Gamifier un musée façon Duolingo : les leçons du Petit Musée du Vin

« On ne veut pas d'un musée avec des panneaux de texte. On veut du Duolingo. » C'est, en substance, le brief que nous a donné le Petit Musée du Vin à Lyon. Un an plus tard, les données de fréquentation confirment que ce pari de la gamification était le bon. Voici ce qu'on en a appris.
Pourquoi gamifier un musée ?
La gamification n'est pas un gadget. Dans un musée, elle répond à un objectif business très concret : transformer un visiteur passif en visiteur curieux et informé. Et un visiteur qui a compris ce qu'il regardait est un visiteur qui prolonge sa visite — ici, vers l'espace dégustation et la boutique.
Le raisonnement du musée était limpide :
Éducation interactive → visiteurs informés → dégustation → achat.
Chaque quiz réussi, chaque mini-jeu terminé rapproche le visiteur de cette confiance qui donne envie de goûter, puis d'acheter.
Trois mécaniques qui ont fait la différence
Les quiz à chaque module. Plutôt que d'énoncer, on fait deviner. Le taux de complétion parle de lui-même (on y revient plus bas).
Le mini-jeu « Spin the Terroir ». Une machine à sous à trois rouleaux — type de sol, climat, conduite de la vigne — qui génère un profil de vin différent à chaque combinaison. Le défi technique était de rendre crédibles plus de 300 combinaisons sans que ça ressemble à du hasard. La solution : un système de résultats structurés (gagnant, jackpot, raté) avec une explication pédagogique à chaque tirage. Le visiteur ne joue pas dans le vide : il comprend pourquoi tel sol + tel climat donne tel vin.
Les visualisations interactives. Des schémas où l'on ajuste un paramètre et où l'on voit le résultat évoluer en temps réel. Un procédé de fermentation devient tangible au lieu de rester abstrait.

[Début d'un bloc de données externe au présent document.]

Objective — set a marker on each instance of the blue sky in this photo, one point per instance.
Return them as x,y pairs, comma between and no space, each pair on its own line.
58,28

Ce que 2 000 visiteurs nous ont appris
C'est là que la gamification cesse d'être une intuition pour devenir une certitude. Nous avons instrumenté l'expérience pour mesurer le comportement réel des visiteurs sur le premier mois — près de 2 000 sessions. Les enseignements :
- ~3 minutes de temps passé par module en moyenne. Les visiteurs lisent et interagissent vraiment, ils ne défilent pas.
- Jusqu'à 12–13 minutes sur les modules les plus complexes (fermentation, élevage). Contre-intuitif : ce sont les sujets les plus denses qui ont le plus retenu l'attention — parce qu'ils étaient présentés de façon interactive.
- 97 % de complétion des quiz. Les visiteurs vont au bout, ils ne se contentent pas de survoler.
La leçon est nette : ce n'est pas le sujet qui ennuie, c'est le format. Un contenu dense et riche en illustrations retient l'attention à condition d'être rendu interactif.
Le bon effet de bord : de la donnée pour décider
En mesurant l'engagement, le musée a gagné bien plus qu'un joli chiffre à afficher. Il dispose désormais d'un tableau de bord qui lui dit quels modules développer, lesquels retravailler, et quelles langues méritent plus de traductions. Les décisions se prennent sur des données réelles, plus sur des suppositions.
À retenir
Gamifier, ce n'est pas ajouter des points pour faire joli. C'est aligner l'expérience sur un objectif — ici, faire d'un néophyte un amateur curieux — et se donner les moyens de le mesurer. Le résultat pour Le Petit Musée du Vin : 4,9/5 sur Google et des visiteurs qui recommandent l'expérience.